JAKARTA - Pemerintah bakal melaksanakan kebijakan pemberlakuan pembatasan kegiatan masyarakat (PPKM) secara mikro di wilayah Jawa dan Bali mulai Selasa, 9 Februari. Ini untuk menekan mobilatas warga.
Benarkan demikian? VOI coba membandingkan kebijakan PPKM Jawa-Bali dengan PPKM Mikro.

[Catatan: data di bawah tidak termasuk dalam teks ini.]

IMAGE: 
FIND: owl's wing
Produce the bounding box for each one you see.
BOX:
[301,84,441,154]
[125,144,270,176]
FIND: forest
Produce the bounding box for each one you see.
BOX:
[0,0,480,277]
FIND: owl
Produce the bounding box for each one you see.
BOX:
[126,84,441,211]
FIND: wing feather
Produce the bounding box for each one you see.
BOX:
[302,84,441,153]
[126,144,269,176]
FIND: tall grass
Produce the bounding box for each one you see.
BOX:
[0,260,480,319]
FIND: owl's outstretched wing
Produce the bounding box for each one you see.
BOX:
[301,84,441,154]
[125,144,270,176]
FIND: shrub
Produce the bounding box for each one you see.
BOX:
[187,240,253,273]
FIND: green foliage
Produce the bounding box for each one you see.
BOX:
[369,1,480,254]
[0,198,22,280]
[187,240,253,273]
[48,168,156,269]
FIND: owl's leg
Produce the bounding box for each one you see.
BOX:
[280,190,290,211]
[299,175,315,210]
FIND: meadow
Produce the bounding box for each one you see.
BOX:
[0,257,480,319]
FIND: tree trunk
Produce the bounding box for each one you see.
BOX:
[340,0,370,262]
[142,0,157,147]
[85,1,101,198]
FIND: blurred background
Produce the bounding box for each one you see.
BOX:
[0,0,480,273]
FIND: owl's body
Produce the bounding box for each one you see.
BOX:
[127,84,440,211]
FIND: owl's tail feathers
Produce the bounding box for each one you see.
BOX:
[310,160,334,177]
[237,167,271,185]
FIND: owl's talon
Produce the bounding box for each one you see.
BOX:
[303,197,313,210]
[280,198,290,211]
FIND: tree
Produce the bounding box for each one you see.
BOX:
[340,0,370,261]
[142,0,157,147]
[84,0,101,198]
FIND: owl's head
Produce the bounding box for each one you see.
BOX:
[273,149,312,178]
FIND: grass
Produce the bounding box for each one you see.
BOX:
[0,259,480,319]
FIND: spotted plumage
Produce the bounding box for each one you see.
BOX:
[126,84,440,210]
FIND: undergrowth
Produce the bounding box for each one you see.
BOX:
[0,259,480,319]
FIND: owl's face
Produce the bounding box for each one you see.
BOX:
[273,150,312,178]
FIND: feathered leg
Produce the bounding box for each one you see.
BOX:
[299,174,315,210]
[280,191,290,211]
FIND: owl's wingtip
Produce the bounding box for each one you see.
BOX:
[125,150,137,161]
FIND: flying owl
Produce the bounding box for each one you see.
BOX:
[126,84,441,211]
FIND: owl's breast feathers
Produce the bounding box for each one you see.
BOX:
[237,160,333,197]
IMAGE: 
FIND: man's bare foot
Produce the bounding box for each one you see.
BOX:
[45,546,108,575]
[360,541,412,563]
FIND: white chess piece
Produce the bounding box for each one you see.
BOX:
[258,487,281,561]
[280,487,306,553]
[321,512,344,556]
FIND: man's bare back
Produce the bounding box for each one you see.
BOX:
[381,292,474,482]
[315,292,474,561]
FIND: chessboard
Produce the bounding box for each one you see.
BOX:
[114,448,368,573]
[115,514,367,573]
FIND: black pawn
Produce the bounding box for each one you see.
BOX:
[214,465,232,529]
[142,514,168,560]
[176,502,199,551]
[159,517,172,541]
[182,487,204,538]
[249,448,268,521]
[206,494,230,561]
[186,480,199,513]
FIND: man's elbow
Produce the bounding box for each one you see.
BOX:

Berdasarkan catatan, malah ada pelonggaran di beberapa sektor.
Misalnya, dalam PPKM Jawa-Bali, orang yang kerja di kantor 25 persen, dan sisanya bekerja dari rumah alias WFH. Sementara di PPKM Mikro, orang yang kerja di kantor menjadi 50 persen dan sisanya dari rumah.
Menteri Koordinator bidang Perekonomian Airlangga Hartarto memaparkan ada sejumlah perubahan yang terjadi dalam penerapan PPKM mikro yang diatur dalam Instruksi Mendagri Nomor 03 Tahun 2020 tentang Pemberlakuan Pembatasan Kegiatan Masyarakat Berbasis Mikro dan Pembentukan Posko Penanganan COVID-19 untuk Pengendalian Penyebaran COVID-19.

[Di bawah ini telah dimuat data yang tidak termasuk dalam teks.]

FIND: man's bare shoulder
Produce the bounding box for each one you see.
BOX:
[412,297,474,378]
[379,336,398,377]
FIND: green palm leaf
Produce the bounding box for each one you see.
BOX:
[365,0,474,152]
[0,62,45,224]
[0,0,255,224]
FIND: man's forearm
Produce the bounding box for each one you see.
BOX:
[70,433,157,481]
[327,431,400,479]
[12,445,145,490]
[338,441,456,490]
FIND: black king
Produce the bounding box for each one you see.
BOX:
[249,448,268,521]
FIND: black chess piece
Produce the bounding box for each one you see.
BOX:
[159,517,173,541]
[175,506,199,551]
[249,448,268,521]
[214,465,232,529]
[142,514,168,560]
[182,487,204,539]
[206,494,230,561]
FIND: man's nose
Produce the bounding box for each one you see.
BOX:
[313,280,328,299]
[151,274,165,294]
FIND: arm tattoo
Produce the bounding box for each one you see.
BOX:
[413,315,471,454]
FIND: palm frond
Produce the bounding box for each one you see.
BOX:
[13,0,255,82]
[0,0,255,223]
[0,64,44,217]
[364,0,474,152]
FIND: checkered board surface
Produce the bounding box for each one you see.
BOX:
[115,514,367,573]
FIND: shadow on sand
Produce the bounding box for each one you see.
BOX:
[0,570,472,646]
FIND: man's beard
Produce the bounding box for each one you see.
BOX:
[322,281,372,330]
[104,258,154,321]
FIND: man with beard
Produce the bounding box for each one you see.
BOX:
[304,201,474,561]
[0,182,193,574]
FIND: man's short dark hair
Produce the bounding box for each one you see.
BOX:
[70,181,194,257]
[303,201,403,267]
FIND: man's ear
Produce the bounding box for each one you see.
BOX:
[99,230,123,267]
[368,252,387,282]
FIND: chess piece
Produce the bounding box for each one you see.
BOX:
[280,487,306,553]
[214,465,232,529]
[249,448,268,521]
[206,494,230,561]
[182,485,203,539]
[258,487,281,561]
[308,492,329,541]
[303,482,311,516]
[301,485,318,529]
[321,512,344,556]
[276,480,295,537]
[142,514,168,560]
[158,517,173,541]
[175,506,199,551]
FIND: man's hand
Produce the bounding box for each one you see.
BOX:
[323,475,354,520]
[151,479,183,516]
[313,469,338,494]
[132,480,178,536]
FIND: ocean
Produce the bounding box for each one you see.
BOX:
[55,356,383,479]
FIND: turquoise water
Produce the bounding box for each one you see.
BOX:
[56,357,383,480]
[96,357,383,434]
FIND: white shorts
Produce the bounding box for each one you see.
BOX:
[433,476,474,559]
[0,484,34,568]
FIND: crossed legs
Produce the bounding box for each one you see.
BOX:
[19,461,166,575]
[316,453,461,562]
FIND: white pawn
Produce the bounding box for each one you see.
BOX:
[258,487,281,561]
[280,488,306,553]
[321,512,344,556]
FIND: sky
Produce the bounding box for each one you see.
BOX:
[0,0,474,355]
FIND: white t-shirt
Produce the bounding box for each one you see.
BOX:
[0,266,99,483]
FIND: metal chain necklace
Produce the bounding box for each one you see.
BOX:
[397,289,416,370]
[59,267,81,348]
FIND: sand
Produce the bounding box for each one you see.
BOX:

"Pembatasan perkantoran WFH 50 persen dengan pemberlakuan protokol kesehatan secara ketat. Belajar mengajar tetap secara daring," kata Airlangga dalam konferensi pers yang ditayangkan di akun YouTube BNPB Indonesia, Senin, 8 Februari.
Kemudian, pelonggaran juga terjadi terhadap jam operasional mal atau pusat perbelanjaan. Ini tentunya berbeda dengan kebijakan sebelumnya yang menyebut mal hanya diperbolehkan beroperasi hingga pukul 20.00. Dimana dalam PPKM Mikro mal boleh buka sampai pukul 21.00 WIB.
"Kemudian kegiatan restoran dan mal makan minum dengan dine-in sekitar 50 persen," ungkapnya.
Angka 50 persen ini tentunya berbeda dengan kebijakan PPKM tahap 1 dan 2. Pada tahapan yang berlangsung sejak 11 Januari-25 Januari yang kemudian diperpanjang hingga 8 Februari ini, jumlah pengunjung restoran atau mall dibatasi 25 persen.
BACA JUGA:
Sementara untuk pembatasan rumah ibadah dan penutupan fasilitas umum tetap berlaku saat PPKM mikro berlangsung.
Sebagai informasi, PPKM skala mikro dilakukan dengan mempertimbangkan kriteria zona pengendalian wilayah sampai tingkat RT dan RW. Daerah yang akan menerapkan PPKM mikro ini adalah daerah di 7 provinsi yang telah memberlakukan PPKM sebelumnya. Kriteria zonasi yang dimaksud dibagi dengan zona hijau, zona kuning, zona oranye, dan zona merah.
1. Zona hijau
Kriteria: tidak ada rumah di satu RT yang memiliki kasus positif COVID-19 selama 7 hari terakhir.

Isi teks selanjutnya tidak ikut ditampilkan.